I know there's a lot of folks right now saying there's no worries at all about religious liberty concerning the Court's radical marriage ruling.
Now, before the ruling, even the New York Times reported that there would be some issues.
In a recent letter to congressional leaders, officials from more than 70 schools, including Catholic high schools and evangelical colleges, said that a Supreme Court ruling approving same-sex marriage would put at risk all schools “adhering to traditional religious and moral values.”So churches losing their tax exempt status and Catholic colleges being forced to provide housing is kind of a big deal, don't you think?
Bob Jones University in Greenville, S.C. In a 1983 decision, the Supreme Court ruled that a college was not entitled to tax-exempt status if it opposed interracial relationships. Today, over 70 religious schools are concerned that they may be penalized similarly for opposing same-sex relationships. Credit Chris Keane for The New York Times
“I am concerned, and I think I’d be remiss, if not naïve, to be otherwise,” said Everett Piper, the president of Oklahoma Wesleyan University, in Bartlesville. “This is not alarmist thinking. This is rational listening.”
The spreading anxiety among conservatives — including Senator Rand Paul, who mentioned the issue in an interview on “The Daily Show” last month — hints at the potential effect of a Supreme Court decision backing the right to same-sex marriage, especially for religious institutions that forbid sexual intimacy outside heterosexual marriage. It also highlights the political battles likely to follow.
Married housing is one concern identified in the letter. Dating policies prohibiting same-sex contact are another, along with questions about whether religious institutions would have to extend benefits to same-sex spouses of employees.
Legal scholars said the scenario of schools’ and charities’ losing their tax-exempt status over their policies on these issues was unlikely — especially in the short term. But they did not rule it out, based on previous civil rights cases and an exchange during Supreme Court arguments in April on whether the Constitution guarantees same-sex couples the right to marry.
“In the Bob Jones case,” Justice Samuel A. Alito Jr. said, referring to the 1983 Supreme Court decision, “the court held that a college was not entitled to tax-exempt status if it opposed interracial marriage or interracial dating.

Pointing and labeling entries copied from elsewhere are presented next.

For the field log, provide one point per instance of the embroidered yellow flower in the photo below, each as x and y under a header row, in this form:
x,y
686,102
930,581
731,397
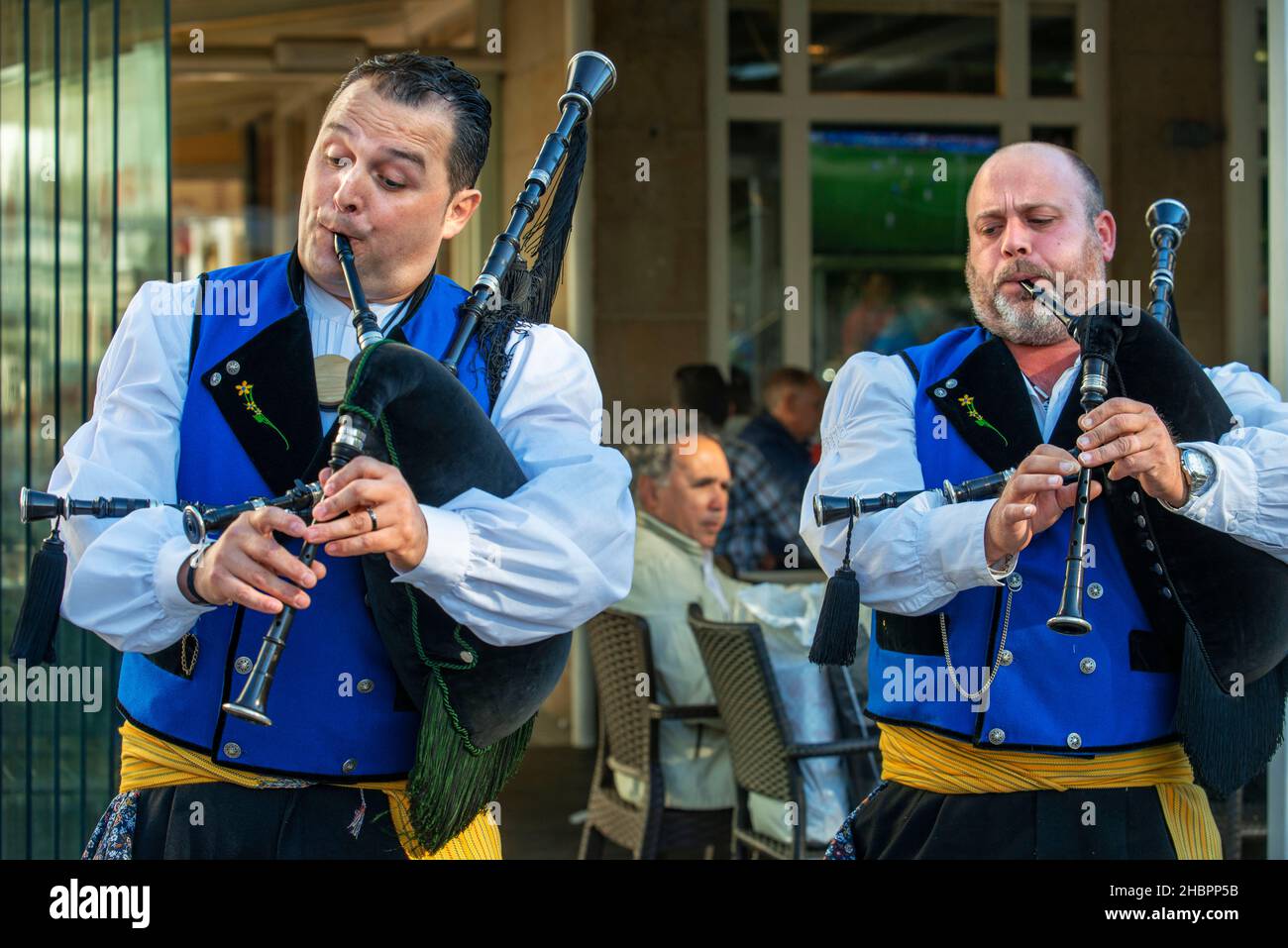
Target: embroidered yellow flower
x,y
973,412
245,389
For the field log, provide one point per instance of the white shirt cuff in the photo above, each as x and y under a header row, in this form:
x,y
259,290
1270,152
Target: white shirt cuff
x,y
447,553
165,575
1229,504
952,545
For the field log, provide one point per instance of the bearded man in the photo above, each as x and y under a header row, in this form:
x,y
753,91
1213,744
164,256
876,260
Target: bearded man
x,y
1012,741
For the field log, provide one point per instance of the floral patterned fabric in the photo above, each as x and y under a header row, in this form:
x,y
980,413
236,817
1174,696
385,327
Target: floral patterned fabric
x,y
114,836
842,844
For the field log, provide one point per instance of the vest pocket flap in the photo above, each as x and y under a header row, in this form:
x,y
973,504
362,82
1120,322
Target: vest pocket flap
x,y
179,659
1154,651
914,635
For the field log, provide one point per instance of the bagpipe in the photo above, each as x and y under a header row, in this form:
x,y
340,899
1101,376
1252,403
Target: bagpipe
x,y
404,407
1224,603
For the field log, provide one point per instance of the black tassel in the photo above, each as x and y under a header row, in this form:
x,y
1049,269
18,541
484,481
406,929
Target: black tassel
x,y
1229,738
836,639
38,620
528,288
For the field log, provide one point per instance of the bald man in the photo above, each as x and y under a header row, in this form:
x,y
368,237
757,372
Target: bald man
x,y
1000,737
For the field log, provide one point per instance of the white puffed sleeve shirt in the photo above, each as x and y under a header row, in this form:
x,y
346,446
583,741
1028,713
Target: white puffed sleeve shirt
x,y
514,570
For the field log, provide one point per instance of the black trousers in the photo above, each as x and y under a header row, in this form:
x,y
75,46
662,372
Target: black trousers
x,y
900,822
222,820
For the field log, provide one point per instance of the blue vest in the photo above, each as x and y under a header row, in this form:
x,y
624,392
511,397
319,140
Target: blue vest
x,y
1109,689
336,704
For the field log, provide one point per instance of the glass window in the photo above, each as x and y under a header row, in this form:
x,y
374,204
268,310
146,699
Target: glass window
x,y
879,47
755,250
755,47
84,218
889,236
1052,38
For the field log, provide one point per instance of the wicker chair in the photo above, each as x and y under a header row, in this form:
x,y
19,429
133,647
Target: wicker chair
x,y
765,758
629,745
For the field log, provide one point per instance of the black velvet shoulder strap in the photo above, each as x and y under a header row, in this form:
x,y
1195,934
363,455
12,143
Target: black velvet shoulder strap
x,y
196,324
912,366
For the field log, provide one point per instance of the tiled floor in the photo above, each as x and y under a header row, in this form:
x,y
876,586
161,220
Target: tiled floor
x,y
552,785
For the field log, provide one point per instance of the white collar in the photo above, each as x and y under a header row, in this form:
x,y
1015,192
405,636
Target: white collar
x,y
322,305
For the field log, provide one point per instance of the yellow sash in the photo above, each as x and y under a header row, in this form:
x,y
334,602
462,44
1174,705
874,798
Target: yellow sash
x,y
928,762
149,762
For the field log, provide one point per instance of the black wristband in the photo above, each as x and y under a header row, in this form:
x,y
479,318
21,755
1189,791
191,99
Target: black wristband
x,y
192,586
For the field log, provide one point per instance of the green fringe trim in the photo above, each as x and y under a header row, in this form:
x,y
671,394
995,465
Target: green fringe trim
x,y
452,781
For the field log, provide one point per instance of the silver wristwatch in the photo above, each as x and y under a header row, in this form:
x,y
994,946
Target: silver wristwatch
x,y
1198,469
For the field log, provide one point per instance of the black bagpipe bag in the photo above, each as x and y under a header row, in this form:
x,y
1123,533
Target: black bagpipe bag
x,y
477,700
1223,603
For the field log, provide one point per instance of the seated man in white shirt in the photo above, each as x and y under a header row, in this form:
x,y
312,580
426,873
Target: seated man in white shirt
x,y
682,498
219,408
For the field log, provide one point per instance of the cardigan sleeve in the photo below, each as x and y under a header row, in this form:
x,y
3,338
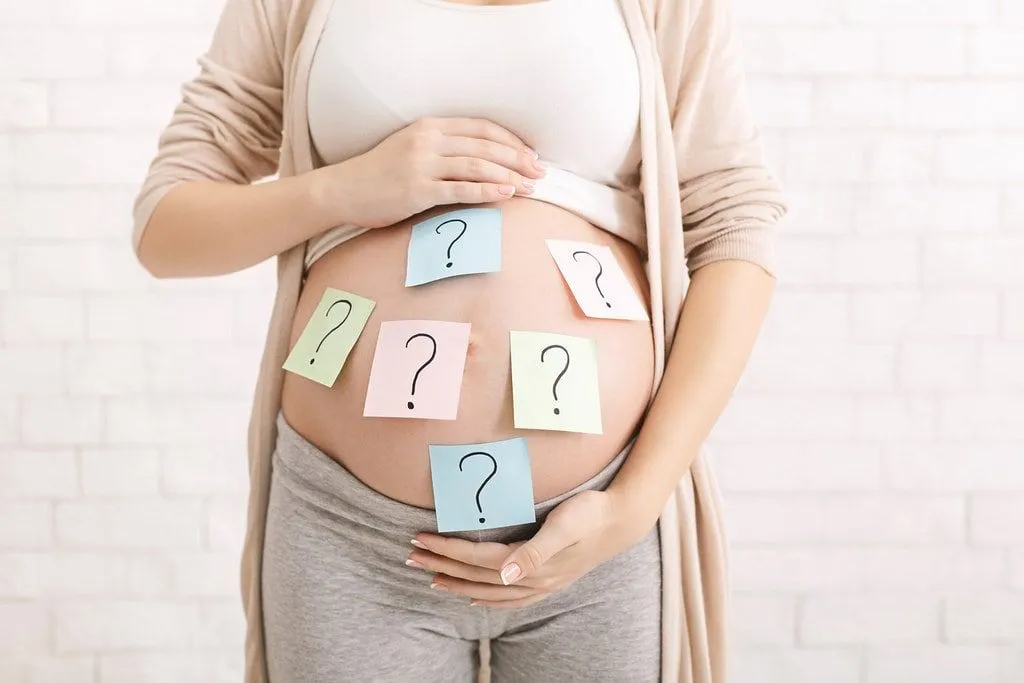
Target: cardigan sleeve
x,y
227,124
731,203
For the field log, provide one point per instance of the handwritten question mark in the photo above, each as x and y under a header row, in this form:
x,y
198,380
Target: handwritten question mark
x,y
600,271
433,354
459,237
494,471
554,387
328,314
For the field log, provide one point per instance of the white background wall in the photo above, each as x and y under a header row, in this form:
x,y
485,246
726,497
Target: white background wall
x,y
872,460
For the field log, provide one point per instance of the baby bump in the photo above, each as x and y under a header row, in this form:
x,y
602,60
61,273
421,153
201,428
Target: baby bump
x,y
526,293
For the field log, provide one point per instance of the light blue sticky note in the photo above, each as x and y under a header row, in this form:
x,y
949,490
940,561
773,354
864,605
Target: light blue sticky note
x,y
457,243
482,485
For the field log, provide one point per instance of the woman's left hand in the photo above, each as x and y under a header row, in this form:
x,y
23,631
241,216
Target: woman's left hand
x,y
579,535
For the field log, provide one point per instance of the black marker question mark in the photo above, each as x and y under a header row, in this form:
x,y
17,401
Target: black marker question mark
x,y
335,328
489,476
600,271
433,354
554,387
438,231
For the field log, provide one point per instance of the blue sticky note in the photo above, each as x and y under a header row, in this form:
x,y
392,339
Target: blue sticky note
x,y
457,243
482,485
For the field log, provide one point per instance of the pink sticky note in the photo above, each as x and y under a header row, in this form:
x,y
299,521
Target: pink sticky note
x,y
417,371
598,283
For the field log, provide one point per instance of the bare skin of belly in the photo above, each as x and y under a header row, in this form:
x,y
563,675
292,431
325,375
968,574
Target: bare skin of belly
x,y
390,455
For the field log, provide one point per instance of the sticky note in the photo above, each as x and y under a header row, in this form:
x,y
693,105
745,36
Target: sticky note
x,y
481,485
597,281
554,382
332,332
457,243
417,371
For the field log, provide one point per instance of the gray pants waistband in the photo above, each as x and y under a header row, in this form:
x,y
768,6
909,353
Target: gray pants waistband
x,y
337,491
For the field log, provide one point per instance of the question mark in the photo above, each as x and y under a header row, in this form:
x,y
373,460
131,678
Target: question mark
x,y
600,271
554,387
433,354
327,314
489,476
438,231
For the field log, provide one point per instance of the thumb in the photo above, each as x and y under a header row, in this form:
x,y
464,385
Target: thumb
x,y
528,557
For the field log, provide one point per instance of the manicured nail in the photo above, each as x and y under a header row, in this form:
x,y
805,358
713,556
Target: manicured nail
x,y
510,573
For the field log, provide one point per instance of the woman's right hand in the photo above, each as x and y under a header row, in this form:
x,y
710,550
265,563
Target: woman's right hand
x,y
430,162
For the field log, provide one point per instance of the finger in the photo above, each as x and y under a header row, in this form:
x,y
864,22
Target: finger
x,y
482,554
479,170
516,159
481,128
465,191
445,565
482,591
525,560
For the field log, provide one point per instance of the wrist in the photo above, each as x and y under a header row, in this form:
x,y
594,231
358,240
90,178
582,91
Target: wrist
x,y
327,195
632,518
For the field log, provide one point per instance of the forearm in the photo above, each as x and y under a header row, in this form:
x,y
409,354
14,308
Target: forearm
x,y
722,315
211,228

So would the same apply to a university or a college if it opposed same-sex marriage?”
Solicitor General Donald B. Verrilli Jr., representing the Obama administration, said that was possible. “I don’t think I can answer that question without knowing more specifics,” he said, “but it’s certainly going to be an issue. I don’t deny that. I don’t deny that, Justice Alito. It is going to be an issue.”
Chief Justice John G. Roberts Jr. asked a similar question. “Would a religious school that has married housing be required to afford such housing to same-sex couples?”
Mr. Verrilli did not rule that out either but said it would “depend on how states work out the balance between their civil rights laws.”